For years the residents of the Karnak Hotel near Ataba Square in Cairo knew him merely as Uncle Tarek. The elderly foreigner played with the building’s children and lived a quiet life in the rundown hotel within walking distance of the famous Khan Al-Khalili Bazaar. Little did they know that “Uncle Tarek” was one of the most wanted Nazi war criminals of World War II.
Born in 1914, Aribert Heim served as an SS medical officer during the conflict and was involved in some of the most brutal Holocaust crimes at the notorious Mauthausen death camp. The Nazi doctor injected gasoline into perfectly healthy prisoners or defiant patients. In some cases he singled out healthy Jews with perfect teeth to be decapitated, their skulls boiled and placed on his desk as curiosities.
Heim served only briefly at the Mauthausen concentration camp before being reassigned as Germany faced defeat on two fronts. After the defeat of Nazi Germany, Heim was able to avoid investigation by lying to investigators. He insisted that he was simply a regular doctor pressed into SS service. Facing the growing Soviet threat, the American search for Nazi war criminals was often topical at best. Nazis were thought to be an anti-communist bulwark in West Germany.

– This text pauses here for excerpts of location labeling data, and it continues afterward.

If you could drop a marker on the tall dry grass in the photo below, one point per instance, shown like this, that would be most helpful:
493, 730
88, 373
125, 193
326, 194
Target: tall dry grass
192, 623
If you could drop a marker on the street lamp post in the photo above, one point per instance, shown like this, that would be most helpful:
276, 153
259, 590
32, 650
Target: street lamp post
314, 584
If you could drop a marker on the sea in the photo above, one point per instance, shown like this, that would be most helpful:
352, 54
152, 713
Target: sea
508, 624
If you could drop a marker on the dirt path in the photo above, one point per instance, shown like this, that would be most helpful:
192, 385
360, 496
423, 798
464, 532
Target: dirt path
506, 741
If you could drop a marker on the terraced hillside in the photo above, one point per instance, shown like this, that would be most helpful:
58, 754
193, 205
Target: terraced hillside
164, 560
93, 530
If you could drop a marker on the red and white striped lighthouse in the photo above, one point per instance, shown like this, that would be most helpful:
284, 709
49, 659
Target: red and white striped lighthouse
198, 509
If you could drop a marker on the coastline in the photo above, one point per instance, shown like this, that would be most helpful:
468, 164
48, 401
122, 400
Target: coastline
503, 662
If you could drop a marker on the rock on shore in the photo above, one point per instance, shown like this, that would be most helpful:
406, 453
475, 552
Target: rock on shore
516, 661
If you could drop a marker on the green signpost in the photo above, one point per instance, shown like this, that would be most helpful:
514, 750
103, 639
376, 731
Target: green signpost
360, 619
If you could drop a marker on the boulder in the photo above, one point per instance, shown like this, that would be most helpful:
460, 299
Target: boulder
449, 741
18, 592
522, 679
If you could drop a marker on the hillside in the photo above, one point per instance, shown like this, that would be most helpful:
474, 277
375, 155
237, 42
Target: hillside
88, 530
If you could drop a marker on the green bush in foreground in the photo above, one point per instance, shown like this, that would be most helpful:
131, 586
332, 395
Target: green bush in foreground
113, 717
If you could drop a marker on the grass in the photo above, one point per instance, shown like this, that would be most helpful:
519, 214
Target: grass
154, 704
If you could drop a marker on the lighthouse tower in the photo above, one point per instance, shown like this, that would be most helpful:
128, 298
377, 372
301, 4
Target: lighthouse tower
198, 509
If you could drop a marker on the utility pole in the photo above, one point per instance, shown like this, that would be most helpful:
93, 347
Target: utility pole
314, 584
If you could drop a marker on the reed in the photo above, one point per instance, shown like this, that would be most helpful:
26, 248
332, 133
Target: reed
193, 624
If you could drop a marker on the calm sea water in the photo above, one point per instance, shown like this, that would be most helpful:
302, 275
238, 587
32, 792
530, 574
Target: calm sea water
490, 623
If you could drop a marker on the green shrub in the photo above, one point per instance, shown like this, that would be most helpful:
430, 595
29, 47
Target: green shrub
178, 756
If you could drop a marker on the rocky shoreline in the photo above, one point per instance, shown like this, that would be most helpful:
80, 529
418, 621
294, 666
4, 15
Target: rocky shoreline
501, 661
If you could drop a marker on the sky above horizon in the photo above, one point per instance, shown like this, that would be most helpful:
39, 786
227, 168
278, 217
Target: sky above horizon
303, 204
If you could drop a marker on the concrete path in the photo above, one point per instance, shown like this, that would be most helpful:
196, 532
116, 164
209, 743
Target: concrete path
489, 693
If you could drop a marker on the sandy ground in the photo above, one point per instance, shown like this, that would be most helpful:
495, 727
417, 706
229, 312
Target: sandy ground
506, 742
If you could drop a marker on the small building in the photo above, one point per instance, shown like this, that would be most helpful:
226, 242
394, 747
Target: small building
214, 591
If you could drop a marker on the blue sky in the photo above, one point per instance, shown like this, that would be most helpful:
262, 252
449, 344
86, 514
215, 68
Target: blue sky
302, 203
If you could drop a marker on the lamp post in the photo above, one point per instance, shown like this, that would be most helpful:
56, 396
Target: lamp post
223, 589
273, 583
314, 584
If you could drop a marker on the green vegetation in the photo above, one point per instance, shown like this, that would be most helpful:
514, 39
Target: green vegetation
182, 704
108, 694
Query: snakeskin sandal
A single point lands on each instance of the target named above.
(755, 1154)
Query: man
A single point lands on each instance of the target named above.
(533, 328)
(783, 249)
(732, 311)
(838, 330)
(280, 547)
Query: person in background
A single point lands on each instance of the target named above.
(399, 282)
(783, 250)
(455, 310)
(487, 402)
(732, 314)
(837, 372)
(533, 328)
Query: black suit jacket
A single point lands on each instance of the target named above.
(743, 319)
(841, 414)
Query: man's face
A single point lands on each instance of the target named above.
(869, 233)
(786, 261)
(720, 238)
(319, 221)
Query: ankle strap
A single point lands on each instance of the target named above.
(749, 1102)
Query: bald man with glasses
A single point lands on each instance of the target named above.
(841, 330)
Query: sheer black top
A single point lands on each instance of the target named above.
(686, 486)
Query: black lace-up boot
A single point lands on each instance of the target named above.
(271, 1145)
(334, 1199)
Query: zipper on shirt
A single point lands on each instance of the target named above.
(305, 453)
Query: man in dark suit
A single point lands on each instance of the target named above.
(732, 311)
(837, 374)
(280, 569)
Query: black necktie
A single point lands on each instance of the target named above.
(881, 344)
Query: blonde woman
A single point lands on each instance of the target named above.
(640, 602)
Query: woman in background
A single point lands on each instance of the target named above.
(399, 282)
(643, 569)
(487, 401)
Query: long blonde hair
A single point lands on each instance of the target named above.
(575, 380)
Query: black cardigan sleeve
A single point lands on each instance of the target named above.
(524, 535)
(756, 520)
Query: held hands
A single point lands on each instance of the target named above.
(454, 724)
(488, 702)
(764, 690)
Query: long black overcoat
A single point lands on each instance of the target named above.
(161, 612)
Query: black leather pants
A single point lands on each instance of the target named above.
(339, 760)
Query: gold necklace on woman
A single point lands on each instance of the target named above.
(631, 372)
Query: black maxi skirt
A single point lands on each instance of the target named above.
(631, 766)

Having dodged Allied persecution, Heim played on a semi-professional ice hockey team often in front of thousands of fans in post-World War II Europe. Throughout the 1950s he lived in relative peace enjoying life as doctor, husband, and father in West Germany. Yet in 1962, Hiem fled overnight into exile on a tip that he was under investigation from the West German government about his crimes at Mauthausen. He traveled first to Spain, then ruled by fascist dictator Francisco Franco, and then to Egypt. At the time, Egypt was then under the ruled of Abdul Gamal Nasser, a former army colonel turned Arab socialist dictator who welcomed Nazis as advisers. Convicted of no crime, investments in Germany and Egypt allowed him a comfortable life.
In 1979, following the Camp David Accords, Heim’s situation changed. With nominal peace between Israel and Egypt, a Nazi war criminal could prove useful to the Egyptian government as a bargaining chip with Tel Aviv. Short on cash, Heim undertook desperate measures to avoid justice. He legally changed his name to Tarek and took up a residence in the Karnak Hotel, where he was able to escape persecution until his death in 1992.
This year marks the 10th anniversary of when Heim’s story was finally pieced together by two intrepid journalists. Nicholas Kulish and Souad Mekhennet reported their findings to the New York Times in 2009. Kulish and Souad Mekhennet tracked down one of Heim’s sons who revealed that he had clandestinely been visiting his father for decades. Heim’s son never confronted him but, overtime suspected the reasons for his sudden flight from Germany. On a visit to Cairo the two journalists discovered documents that verified his story and the decades his war criminal father had spent on the run.
Until that time many thought Heim was still alive and might one day face justice for his crimes.
Subsequently Heim’s story was made into a book by the pair — The Eternal Nazi: From Mauthausen to Cairo, the Relentless Pursuit of SS Doctor Aribert Heim, released in 2014. This book, along with a A Mosque in Munich, are two recent books of of reportage that show the long impact of Nazi policy during World War II on the modern Middle East.
One can hope that more recent war criminals and perpetrators for genocide from Rwanda to Syria will be less successful at evading justice.